You’re looking for a way to diversify your investment portfolio.
If any of these descriptions hit home for you, you’ve come to the right place.
Throughout this book, you can find friendly and useful icons to enhance your reading pleasure and to note specific types of information. Here’s what each icon means:
We use this icon to highlight when you should look into something on your own or with the assistance of a local professional.
This icon flags concepts and facts we want to ensure that you remember as you make your real estate investments.
Here we point out potentially interesting but nonessential (skippable) stuff.
This icon points out something that can save you time, headaches, money, or all of the above!
Look for this icon to find real-life examples of real estate situations to help exemplify a point.
Here we’re trying to direct you away from blunders and boo-boos that others have made when investing in real estate.
In addition to the content of this book, you can access some related material online.

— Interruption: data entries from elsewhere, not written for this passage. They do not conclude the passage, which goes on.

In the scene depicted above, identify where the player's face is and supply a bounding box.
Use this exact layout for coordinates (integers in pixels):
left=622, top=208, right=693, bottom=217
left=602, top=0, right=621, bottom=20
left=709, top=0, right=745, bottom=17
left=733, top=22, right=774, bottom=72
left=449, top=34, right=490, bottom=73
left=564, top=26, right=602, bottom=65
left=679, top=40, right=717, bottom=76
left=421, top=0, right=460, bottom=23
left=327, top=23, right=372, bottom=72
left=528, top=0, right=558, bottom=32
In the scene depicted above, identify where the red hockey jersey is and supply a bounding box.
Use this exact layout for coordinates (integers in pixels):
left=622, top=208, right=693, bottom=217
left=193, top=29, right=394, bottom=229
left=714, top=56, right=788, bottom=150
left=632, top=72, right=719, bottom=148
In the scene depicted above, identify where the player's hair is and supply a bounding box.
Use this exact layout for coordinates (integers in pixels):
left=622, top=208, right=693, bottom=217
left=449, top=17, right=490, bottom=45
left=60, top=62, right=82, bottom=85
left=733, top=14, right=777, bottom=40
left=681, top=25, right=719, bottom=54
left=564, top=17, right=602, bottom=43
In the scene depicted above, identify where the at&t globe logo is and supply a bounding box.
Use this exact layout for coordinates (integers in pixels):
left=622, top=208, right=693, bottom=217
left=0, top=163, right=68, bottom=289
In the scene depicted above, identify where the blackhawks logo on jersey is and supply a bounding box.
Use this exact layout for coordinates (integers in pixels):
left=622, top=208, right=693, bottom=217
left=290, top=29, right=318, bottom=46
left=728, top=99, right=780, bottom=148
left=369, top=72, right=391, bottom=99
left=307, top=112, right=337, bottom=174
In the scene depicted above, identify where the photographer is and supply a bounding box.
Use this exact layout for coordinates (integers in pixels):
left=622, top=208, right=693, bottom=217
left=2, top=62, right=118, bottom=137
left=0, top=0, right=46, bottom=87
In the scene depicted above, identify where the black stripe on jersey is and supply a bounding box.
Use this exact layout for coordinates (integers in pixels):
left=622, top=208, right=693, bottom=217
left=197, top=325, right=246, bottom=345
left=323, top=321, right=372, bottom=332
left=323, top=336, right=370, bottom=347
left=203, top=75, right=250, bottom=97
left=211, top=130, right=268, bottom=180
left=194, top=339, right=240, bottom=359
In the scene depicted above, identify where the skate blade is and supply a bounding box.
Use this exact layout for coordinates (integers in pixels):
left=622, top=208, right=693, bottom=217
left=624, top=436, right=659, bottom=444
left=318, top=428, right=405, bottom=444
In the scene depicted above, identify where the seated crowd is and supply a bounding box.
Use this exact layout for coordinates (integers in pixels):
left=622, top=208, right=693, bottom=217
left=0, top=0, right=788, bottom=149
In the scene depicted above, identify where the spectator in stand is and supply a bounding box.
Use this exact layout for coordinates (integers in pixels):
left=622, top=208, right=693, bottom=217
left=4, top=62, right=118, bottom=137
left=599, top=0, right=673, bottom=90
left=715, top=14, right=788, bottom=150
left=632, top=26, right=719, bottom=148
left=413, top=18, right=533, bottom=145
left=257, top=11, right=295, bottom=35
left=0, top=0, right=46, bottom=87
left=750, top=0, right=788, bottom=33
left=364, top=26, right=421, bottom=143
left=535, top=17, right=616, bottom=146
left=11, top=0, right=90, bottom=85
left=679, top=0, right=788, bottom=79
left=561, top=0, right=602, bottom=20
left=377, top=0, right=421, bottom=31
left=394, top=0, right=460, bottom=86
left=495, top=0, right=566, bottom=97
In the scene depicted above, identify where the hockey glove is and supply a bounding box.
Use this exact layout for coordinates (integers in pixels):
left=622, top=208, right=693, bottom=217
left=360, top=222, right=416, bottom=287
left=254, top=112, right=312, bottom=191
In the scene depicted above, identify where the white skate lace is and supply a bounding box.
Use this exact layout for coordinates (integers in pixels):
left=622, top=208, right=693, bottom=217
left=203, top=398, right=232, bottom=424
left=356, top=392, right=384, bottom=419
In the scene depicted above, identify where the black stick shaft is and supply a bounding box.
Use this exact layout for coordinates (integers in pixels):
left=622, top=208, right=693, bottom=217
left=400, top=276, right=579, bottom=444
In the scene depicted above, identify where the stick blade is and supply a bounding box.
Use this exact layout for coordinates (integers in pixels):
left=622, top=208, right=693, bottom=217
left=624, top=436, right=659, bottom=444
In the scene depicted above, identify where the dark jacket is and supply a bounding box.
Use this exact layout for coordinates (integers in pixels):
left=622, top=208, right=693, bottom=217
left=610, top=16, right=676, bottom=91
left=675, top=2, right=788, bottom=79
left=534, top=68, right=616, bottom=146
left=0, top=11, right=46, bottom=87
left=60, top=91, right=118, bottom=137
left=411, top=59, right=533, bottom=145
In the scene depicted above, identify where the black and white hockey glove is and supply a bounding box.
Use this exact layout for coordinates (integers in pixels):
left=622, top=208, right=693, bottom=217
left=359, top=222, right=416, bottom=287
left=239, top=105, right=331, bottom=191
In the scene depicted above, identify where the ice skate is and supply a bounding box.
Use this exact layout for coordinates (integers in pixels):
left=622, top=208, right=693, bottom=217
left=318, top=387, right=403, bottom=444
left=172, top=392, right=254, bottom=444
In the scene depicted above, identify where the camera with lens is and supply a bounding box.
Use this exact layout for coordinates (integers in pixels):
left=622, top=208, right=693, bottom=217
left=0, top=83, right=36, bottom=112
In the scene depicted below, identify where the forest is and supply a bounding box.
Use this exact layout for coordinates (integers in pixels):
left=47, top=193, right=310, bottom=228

Head to www.dummies.com and type “Real Estate Investing For Dummies Cheat Sheet” in the search box to find additional tips for investing.
If you have the time and desire, we encourage you to read this book in its entirety. It provides you with a detailed picture of how to maximize your returns while minimizing your risks in the real estate market. But you may also choose to read selected portions. That’s one of the great things (among many) about For Dummies books. You can readily pick and choose the information you read based on your individual needs. Just scan the table of contents or index for the topics that interest you the most.
Part 1
IN THIS PART …
Understand that real estate is just one of many available investment options for you and grasp why you may want to consider it in your investment portfolio.
Identify the pros and cons of managing rental properties and how you can fit different types of real estate into your overall personal financial plans.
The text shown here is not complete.